Officials are advising people not to swim or do any other water-related activities in Lake Minnetonka and two other nearby lakes because untreated sewage will likely flow into the lakes.
The Minnesota Pollution Control Agency said in a news release that heavy rain over the weekend forced the city of Mound to release raw sewage into the stormwater sewer system on Sunday. The city did this to prevent waste water from backing up into the basements of about 1,000 homes.
The city released the untreated wastewater onto the land at four sites near Lake Minnetonka: the lagoon at Emerald Road and Channel Lane, Beachside outfall at Shorewood, the Avalon Park outfall at Bartlett Boulevard and Lynwood at Morton Channel.
The wastewater was also released at Cottonwood and Lynwood on Lake Langdon and the Grandview boat launch on Dutch Lake.
Officials said the sewage will likely make its way into these lakes. Even though the wastewater will be diluted, it will increase the lakes' E. coli bacteria, which can make people sick, pollution officials say.
E. coli can cause gastrointestinal illnesses, such as severe diarrhea, nausea and possibly jaundice as well as associated headaches and fatigue, according to the Minnesota Department of Health.
This weekend's heavy rain caused flooding around Minnehaha Creek, which is fed by Lake Minnetonka. Both the creek and lake set records for high water levels over the weekend.

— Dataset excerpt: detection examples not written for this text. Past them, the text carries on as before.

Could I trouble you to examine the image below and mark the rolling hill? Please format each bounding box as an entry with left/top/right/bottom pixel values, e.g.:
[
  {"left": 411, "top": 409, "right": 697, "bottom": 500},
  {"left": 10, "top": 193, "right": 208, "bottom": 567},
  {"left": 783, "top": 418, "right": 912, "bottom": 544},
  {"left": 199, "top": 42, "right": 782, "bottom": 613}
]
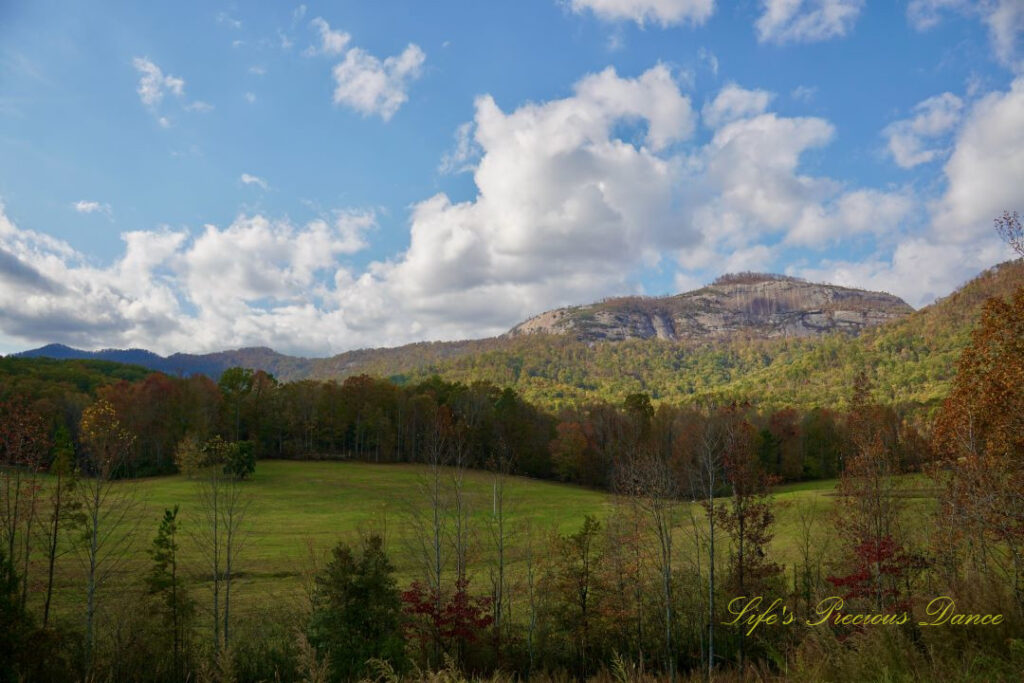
[{"left": 9, "top": 260, "right": 1024, "bottom": 410}]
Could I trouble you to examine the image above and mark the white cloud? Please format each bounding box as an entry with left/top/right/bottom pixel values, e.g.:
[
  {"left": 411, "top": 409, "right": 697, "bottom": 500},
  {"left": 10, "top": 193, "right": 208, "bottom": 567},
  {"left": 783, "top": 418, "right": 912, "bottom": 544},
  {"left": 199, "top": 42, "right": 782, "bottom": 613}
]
[
  {"left": 790, "top": 85, "right": 818, "bottom": 102},
  {"left": 72, "top": 200, "right": 111, "bottom": 215},
  {"left": 217, "top": 12, "right": 242, "bottom": 31},
  {"left": 0, "top": 207, "right": 375, "bottom": 353},
  {"left": 185, "top": 99, "right": 213, "bottom": 114},
  {"left": 333, "top": 43, "right": 426, "bottom": 121},
  {"left": 6, "top": 65, "right": 1024, "bottom": 353},
  {"left": 754, "top": 0, "right": 864, "bottom": 44},
  {"left": 933, "top": 76, "right": 1024, "bottom": 243},
  {"left": 906, "top": 0, "right": 1024, "bottom": 68},
  {"left": 132, "top": 57, "right": 185, "bottom": 108},
  {"left": 796, "top": 77, "right": 1024, "bottom": 306},
  {"left": 569, "top": 0, "right": 715, "bottom": 27},
  {"left": 239, "top": 173, "right": 268, "bottom": 189},
  {"left": 437, "top": 122, "right": 480, "bottom": 173},
  {"left": 700, "top": 83, "right": 775, "bottom": 128},
  {"left": 882, "top": 92, "right": 964, "bottom": 168},
  {"left": 303, "top": 16, "right": 352, "bottom": 56},
  {"left": 791, "top": 237, "right": 1008, "bottom": 307}
]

Lake Minnetonka's water level was at 930.64 feet above sea level Monday morning, which was an increase of 5.16 inches since Friday – setting a new all-time high record for the lake, the Minnehaha Creek Watershed District said on its Facebook page.
Lake Minnetonka's high water levels this spring have already limited recreational activities on the lake. For most of May, the Lake Minnetonka Conservation District has had to impose speed limits on the majority of the lake to limit shoreline erosion. Boaters were limited to 5 mph for 17 of the lakes bays, FOX 9 reports.